The kitchen was where we learned to cook differently to accommodate Tom’s changing needs. It’s where I would make batches of different meals, blend and freeze them so we could use them with Tom’s feeding tube. It was the kitchen that instead of fellowship with friends, it was where nurses and caregivers went for Tom’s medication. It was that same corner of the kitchen that I would stand and cry as the disease progressed and it was in that kitchen, I stood alone after my husband died in shock and the heaviest of grief as I realized, he was gone. The love and laughter that once flowed in the kithen was replaced with anxiety, fear and lots of crying. The kitchen was just another room in the house.

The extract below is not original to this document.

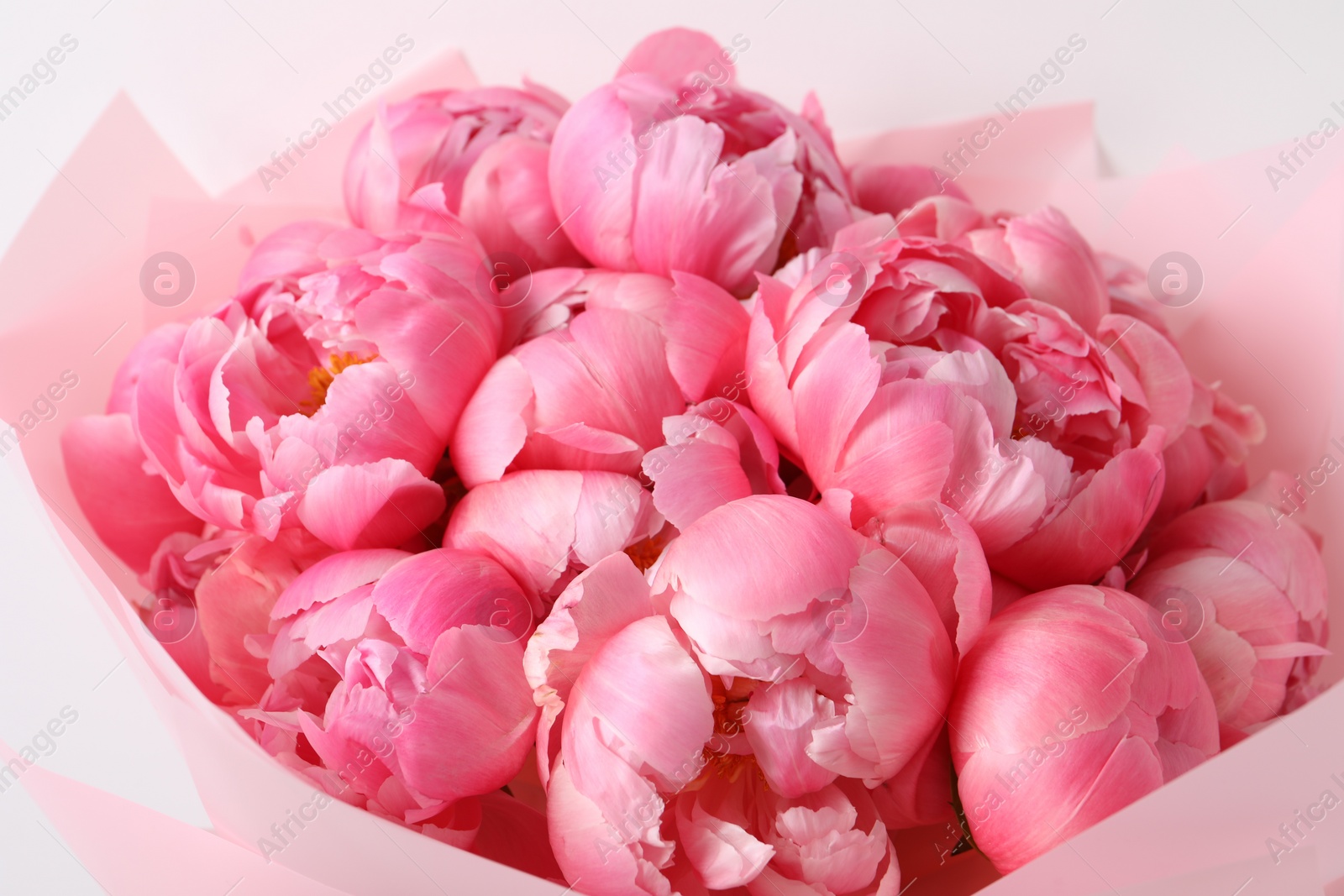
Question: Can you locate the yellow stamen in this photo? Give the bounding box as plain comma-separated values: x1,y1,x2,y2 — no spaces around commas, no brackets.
298,352,378,417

The changes to the kitchen are cosmetic and I know they can’t erase the memories, but this morning, it was all I could do to not have that fear along with the emotions the memories stirred in me. Since Tom’s death, I have tried to find my way back to cooking and re-creating the heart of our home. It’s just not the same right now. I don’t really find the joy in cooking like I once did. I am working on that. Actually, tonight I am off to a Thai cooking class with my bestie. Maybe this will spark something in me. My hopes are that the updated kitchen will do the same. Help me find my way back to enjoying creating happy memories, like laughing and dancing, fellowship with friends and ultimately bringing the kitchen back to the heart of the home.